La transizione del 2027 e lo schieramento dei costruttori

Il passaggio ai motori a otto cilindri rappresenta un obiettivo a lungo termine fissato per il 2030, poiché l’agenda tecnica immediata della Formula 1 è focalizzata sulla definizione dei regolamenti per il 2027. La FIA e i team stanno negoziando una modifica restrittiva alla ripartizione della potenza delle power unit, con l’obiettivo di stabilire un rapporto del 60/40 tra la componente termica e il recupero energetico elettrico. Questa ristrutturazione regolamentare ha già diviso il fronte dei motoristi presenti e futuri all’interno della F1 Commission.

L’approvazione della riforma richiede una maggioranza qualificata di quattro voti tra i costruttori iscritti. Allo stato attuale, il blocco a favore del provvedimento è composto da Honda e Cadillac, che hanno già formalizzato il loro assenso, supportate dai pareri positivi di Mercedes e del reparto Red Bull Ford. Questa coalizione garantisce il raggiungimento del quorum politico necessario per ratificare le modifiche al regolamento 2027. Al contrario, Ferrari e Audi mantengono fermo il loro voto contrario, opponendosi a qualsiasi variazione dei parametri tecnici già deliberati per non invalidare gli investimenti industriali e le simulazioni già avviate nei rispettivi reparti corse.

La difesa dei regolamenti vigenti contro le critiche di artificialità

Nonostante l’apertura verso i motori V8, Domenicali ha respinto le contestazioni relative all’attuale generazione di vetture, spesso accusate da piloti e addetti ai lavori di offrire uno spettacolo artificiale a causa dell’impatto dei software di gestione dell’energia. Il manager imolese ha difeso le scelte della governance, evidenziando come l’introduzione delle regole ibride sia stata l’unica via percorribile per garantire la permanenza dei motoristi storici e l’ingresso di nuovi marchi globali.

Il CEO della Formula 1 ha già risposto alle critiche contestando la consistenza delle lamentele emerse nel paddock: “I fatti dimostrano che sono davvero in pochi a lamentarsi delle attuali regole. Queste modifiche erano indispensabili, altrimenti i costruttori avrebbero interrotto la fornitura dei motori alle squadre, che era esattamente la loro intenzione. Non volevamo completare una transizione verso il totale elettrico, quindi abbiamo raggiunto questo compromesso per attrarre nuovi costruttori.”

Il problema del peso e lo sviluppo degli e-fuel

L’obiettivo finale della governance resta la risoluzione del problema legato alla massa complessiva delle vetture moderne, fortemente incrementata dal peso delle batterie e dei sistemi di recupero termico MGU-K. La configurazione delle monoposto attuali impone vincoli rigidi ai progettisti, limitando l’agilità nei tratti guidati e penalizzando il rendimento degli pneumatici. Il ritorno all’endotermico puro tramite i V8, alimentati da e-fuel, viene identificato come la soluzione tecnica per snellire le vetture e semplificare l’architettura dei telai.
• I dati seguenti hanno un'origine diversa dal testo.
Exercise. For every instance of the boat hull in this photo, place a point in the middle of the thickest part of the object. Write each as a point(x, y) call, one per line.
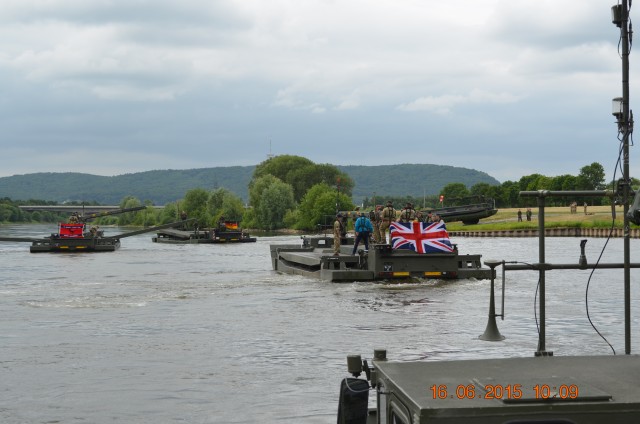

Domenicali ha concluso tracciando le linee guida per i regolamenti del prossimo decennio: “Personalmente vedo un futuro dove i carburanti ecologici avranno un ruolo centrale, modificando il bilanciamento attuale con la parte elettrica e restituendo centralità al motore endotermico. Questa è la base del motorsport e ci darebbe l’opportunità di tagliare drasticamente il peso complessivo, tornando ad avere auto più agili e compatte da spingere al massimo delle prestazioni. Sono convinto che questa evoluzione farà felici gli appassionati più tradizionalisti”.
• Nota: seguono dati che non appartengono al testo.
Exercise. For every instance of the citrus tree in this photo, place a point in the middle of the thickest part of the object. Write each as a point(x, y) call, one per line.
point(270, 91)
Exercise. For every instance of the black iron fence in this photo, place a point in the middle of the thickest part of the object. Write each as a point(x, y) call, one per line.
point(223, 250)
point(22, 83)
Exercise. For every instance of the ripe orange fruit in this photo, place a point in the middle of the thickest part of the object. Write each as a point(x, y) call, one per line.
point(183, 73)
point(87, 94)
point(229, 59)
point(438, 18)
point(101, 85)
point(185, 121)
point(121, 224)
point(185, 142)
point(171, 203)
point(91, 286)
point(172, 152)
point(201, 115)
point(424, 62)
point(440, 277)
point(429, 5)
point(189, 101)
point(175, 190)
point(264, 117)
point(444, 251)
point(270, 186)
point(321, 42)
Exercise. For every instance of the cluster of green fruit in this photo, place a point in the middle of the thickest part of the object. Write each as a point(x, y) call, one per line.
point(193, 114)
“Se guardiamo allo spettacolo odierno, fatte salve alcune correzioni mirate, le corse esprimono già un ottimo livello, non fraintendetemi. Resta però il problema di monoposto troppo pesanti, dove l’inserimento delle batterie ha inserito variabili di progettazione molto complesse. Sono nodi su cui dobbiamo riflettere per poter agire in modo efficace”.